Belum jelas berapa banyak kursi yang akan dimiliki masing-masing partai dalam parlemen yang beranggotakan 65 orang, tetapi Wakil Presiden saat ini, Bharrat Jagdeo, mengatakan kepada media lokal bahwa PPP akan memiliki “mayoritas lebih besar” dibandingkan pemilu terakhir pada 2020.
Meskipun tingkat partisipasi lebih rendah daripada pemilu sebelumnya, PPP tampaknya telah meningkatkan pangsa suaranya—sementara oposisi jangka panjang, A Partnership for National Unity, tertinggal di posisi ketiga.
Sebagian besar pemilihan ini berpusat pada bagaimana partai akan mengelola pendapatan dari cadangan minyak besar-besaran yang ditemukan oleh raksasa minyak ExxonMobil pada 2019.

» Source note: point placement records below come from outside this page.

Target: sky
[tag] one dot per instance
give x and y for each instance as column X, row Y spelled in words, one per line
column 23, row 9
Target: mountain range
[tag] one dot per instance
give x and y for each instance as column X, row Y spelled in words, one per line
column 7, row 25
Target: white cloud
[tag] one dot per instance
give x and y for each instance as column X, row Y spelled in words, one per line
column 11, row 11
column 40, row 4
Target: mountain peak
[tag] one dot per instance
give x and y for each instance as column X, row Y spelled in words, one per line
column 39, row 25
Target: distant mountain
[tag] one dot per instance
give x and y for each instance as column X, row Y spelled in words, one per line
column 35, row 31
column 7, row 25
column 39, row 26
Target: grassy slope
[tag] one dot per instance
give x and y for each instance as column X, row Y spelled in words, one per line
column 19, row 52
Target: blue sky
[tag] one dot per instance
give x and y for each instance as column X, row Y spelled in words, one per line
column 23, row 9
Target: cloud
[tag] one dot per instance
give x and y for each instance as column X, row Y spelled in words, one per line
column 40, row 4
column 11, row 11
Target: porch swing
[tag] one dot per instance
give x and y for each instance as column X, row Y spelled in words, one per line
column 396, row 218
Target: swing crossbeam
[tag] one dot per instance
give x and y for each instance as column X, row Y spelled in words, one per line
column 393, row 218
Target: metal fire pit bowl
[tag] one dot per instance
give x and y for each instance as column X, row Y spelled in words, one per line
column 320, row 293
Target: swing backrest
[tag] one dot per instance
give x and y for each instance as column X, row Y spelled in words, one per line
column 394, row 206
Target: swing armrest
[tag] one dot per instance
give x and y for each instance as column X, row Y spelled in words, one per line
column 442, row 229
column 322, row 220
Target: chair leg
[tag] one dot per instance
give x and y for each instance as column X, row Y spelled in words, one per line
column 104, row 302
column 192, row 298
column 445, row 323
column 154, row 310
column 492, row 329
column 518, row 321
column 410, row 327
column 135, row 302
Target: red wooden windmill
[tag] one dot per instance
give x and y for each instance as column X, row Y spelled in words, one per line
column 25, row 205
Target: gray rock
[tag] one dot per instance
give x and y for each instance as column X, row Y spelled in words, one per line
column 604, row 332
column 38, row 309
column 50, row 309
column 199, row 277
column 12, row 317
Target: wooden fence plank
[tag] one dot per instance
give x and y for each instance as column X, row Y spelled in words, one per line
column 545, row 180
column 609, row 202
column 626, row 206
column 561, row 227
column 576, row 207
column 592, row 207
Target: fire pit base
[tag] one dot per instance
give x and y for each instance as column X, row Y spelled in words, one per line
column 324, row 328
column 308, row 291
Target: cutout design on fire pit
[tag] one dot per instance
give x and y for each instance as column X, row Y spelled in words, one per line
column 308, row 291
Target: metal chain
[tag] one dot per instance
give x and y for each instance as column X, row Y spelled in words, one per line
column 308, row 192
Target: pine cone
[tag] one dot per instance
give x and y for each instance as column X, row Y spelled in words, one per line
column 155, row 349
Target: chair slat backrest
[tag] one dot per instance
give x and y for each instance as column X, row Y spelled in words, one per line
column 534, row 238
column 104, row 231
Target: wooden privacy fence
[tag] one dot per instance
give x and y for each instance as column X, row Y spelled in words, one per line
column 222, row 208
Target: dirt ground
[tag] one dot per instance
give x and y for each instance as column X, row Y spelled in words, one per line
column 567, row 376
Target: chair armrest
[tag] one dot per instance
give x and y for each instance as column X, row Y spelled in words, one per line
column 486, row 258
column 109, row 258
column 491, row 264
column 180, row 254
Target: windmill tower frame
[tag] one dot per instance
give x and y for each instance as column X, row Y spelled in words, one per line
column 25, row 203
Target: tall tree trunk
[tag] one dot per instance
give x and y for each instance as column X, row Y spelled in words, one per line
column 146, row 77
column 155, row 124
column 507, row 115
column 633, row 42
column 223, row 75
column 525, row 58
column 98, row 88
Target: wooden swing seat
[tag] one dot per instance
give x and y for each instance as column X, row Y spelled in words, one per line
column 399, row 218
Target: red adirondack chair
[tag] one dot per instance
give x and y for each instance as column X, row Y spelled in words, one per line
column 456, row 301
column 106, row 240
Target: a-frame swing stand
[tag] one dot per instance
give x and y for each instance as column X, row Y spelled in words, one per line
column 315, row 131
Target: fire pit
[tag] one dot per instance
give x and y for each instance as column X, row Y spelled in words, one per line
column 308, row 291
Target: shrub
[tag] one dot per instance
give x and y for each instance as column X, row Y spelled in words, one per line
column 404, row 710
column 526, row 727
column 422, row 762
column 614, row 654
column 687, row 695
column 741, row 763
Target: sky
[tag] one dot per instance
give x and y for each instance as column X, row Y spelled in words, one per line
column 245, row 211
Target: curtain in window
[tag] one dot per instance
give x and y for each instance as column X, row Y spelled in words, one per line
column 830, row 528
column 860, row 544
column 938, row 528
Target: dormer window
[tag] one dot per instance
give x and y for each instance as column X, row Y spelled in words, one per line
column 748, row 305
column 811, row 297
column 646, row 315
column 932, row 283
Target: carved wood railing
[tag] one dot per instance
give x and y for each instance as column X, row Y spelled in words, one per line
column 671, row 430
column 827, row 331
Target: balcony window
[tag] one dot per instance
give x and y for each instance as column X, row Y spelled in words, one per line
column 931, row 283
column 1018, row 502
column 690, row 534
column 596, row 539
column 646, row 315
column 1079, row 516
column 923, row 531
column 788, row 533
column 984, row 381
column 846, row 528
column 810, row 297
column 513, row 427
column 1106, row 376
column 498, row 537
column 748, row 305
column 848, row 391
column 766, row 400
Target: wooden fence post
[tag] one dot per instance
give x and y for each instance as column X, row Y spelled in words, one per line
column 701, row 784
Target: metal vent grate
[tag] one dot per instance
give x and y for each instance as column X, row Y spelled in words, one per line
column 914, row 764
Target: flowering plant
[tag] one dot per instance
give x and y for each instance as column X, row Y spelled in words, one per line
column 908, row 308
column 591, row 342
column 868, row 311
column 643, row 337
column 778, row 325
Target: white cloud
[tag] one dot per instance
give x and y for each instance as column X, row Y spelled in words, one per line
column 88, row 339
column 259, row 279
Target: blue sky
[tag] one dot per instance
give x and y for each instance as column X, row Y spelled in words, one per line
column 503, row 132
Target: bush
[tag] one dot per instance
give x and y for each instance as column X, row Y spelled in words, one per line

Sejak 2019, perusahaan tersebut menyatakan telah menemukan minyak senilai miliaran barel di perairan dan wilayah Guyana—menyebabkan anggaran negara meningkat empat kali lipat.
Dengan populasi sekitar 800.000 jiwa, Guyana kini memiliki salah satu tingkat cadangan minyak mentah terbukti per kapita tertinggi di dunia—dan merupakan salah satu ekonomi dengan pertumbuhan tercepat di kawasan.
Namun, partai-partai oposisi menyatakan adanya distribusi pendapatan minyak yang tidak adil kepada kelompok-kelompok yang terhubung dengan PPP, tuduhan yang dibantah oleh partai berkuasa.
Pengusaha Azruddin Mohamed, pemimpin partai WIN, menuduh adanya ketidakberesan dalam pemungutan suara pada pemilu Senin, meskipun ia merayakan partainya telah “mengguncang pilar-pilar establishment politik Guyana”.
Pengamat dari Organisasi Negara-Negara Amerika diterjunkan ke Guyana untuk pemilu dan belum melaporkan adanya indikasi kecurangan elektoral.
Pemilihan berlangsung sehari setelah polisi Guyana menyatakan bahwa sebuah kapal yang membawa petugas pemilu dan kotak suara “ditembaki dari pantai Venezuela”—di wilayah Essequibo yang diperebutkan.
Venezuela membantah terlibat dalam insiden tersebut—yang terjadi ketika kedua negara terkunci dalam sengketa atas klaim yang bersaing untuk wilayah kaya minyak itu.